In Bethel, das zu den größten diakonischen Werken Europas zählt, kehren vorerst rund 850 von 2.400 Menschen mit Behinderungen an ihre gewohnten Arbeitsplätze zurück. „Wir sind froh, für einen großen Teil der Beschäftigten ein Stück Normalität zu ermöglichen“, sagt Woyna. Viele hätten sehr unter der fehlenden Tagesstruktur und der sozialen Isolation gelitten. Von ihnen müsste aber eine große Zahl weiter in ihren Wohnbereichen beschäftigt werden: „Aufgrund der Abstandsregeln haben wir derzeit nicht genug Platz für alle.“

ProWerk“ richtet sich bei der Wiedereröffnung nach Vorgaben des Robert-Koch-Institutes (RKI) und des Bundesarbeitsministeriums: Abstand halten ist oberstes Gebot, Beschäftigte müssen sich regelmäßig die Hände desinfizieren, vor Arbeitsbeginn wird Fieber gemessen.

In den Werkstätten sind Laufwege markiert und, wo nötig, wurden Plexiglaswände zwischen den Arbeitsplätzen angebracht. Pausenzeiten habe man entzerrt, erläutert Woyna. Masken müssten Beschäftigte und Betreuungspersonal nur aufsetzen, wenn zum Beispiel der Abstand von 1,5 Metern aufgrund einer Pflegesituation nicht eingehalten werden könne.

Öffnung auch eine Frage des Platzes

Die Öffnung der Werkstätten erfolge überall in kleinen Schritten, betont Petra Welzel vom Diakonischen Werk Rheinland-Westfalen-Lippe. Dem Verband gehören 20 Werkstätten evangelischer Träger an, in denen rund 17.000 behinderte Menschen in Beschäftigung oder Ausbildung sind. Durchschnittlich ein Viertel der Belegschaft sei in der ersten Woche nach Aufhebung des Betretungsverbots erschienen, so die Referentin im Diakonie-Zentrum für Teilhabe, Inklusion und Pflege. In den kommenden Wochen wolle man die meisten Beschäftigten zurückholen. Das hänge unter anderem davon ab, wie viel Raum der einzelne Betrieb habe.

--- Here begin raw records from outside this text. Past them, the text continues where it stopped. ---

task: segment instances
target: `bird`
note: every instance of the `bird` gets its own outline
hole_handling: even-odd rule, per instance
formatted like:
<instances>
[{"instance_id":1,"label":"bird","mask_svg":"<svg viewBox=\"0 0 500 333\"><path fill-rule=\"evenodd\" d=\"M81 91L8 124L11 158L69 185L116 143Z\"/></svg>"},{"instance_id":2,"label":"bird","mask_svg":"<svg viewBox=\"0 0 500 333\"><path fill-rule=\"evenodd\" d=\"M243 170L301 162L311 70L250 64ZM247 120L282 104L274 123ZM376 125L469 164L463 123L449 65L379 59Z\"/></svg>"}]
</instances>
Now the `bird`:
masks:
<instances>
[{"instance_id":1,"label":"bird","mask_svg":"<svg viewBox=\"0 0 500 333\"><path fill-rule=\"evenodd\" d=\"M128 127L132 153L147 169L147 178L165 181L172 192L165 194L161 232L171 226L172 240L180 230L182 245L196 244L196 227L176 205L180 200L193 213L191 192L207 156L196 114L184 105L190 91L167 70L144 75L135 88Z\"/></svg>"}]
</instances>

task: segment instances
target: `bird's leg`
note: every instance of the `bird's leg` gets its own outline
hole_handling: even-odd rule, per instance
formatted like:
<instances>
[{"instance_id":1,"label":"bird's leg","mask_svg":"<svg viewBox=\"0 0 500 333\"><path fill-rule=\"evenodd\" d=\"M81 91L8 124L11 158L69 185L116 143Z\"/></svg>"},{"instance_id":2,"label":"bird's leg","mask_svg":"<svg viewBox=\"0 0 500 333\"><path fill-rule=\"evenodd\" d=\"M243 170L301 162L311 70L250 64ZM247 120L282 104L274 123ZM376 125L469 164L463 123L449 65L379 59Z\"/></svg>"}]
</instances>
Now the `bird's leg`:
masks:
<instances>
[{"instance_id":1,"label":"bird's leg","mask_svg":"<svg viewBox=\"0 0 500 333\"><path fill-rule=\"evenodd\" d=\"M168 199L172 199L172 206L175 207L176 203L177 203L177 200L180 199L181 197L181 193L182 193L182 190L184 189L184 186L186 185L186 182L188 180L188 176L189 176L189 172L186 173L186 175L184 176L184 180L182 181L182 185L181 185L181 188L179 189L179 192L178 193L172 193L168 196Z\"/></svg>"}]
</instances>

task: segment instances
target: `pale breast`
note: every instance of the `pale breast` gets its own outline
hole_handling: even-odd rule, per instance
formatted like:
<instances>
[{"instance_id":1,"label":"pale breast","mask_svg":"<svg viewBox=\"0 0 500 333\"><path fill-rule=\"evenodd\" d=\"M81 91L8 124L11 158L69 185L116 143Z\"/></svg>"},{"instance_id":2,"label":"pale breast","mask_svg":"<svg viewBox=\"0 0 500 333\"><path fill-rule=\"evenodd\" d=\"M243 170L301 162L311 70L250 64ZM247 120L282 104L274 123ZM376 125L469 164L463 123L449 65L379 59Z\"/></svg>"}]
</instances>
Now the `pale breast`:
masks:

„Menschen mit stärkeren Einschränkungen, die die neuen Regeln nicht verstehen und das Abstandsgebot nicht einhalten können, werden in den Werkstätten zunächst noch nicht wieder arbeiten können“, macht Welzel deutlich. Für sie müssten individuelle Lösungen gefunden werden, was bedeuten könne, dass mehr Betreuung nötig sei.

“Wir setzen bei der Rückkehr an den Arbeitsplatz auch auf Freiwilligkeit“, sagt Welzel. Wer in der jetzigen Situation noch nicht wiederkommen will oder kann, bekomme dennoch sein Arbeitsentgelt, so die Referentin.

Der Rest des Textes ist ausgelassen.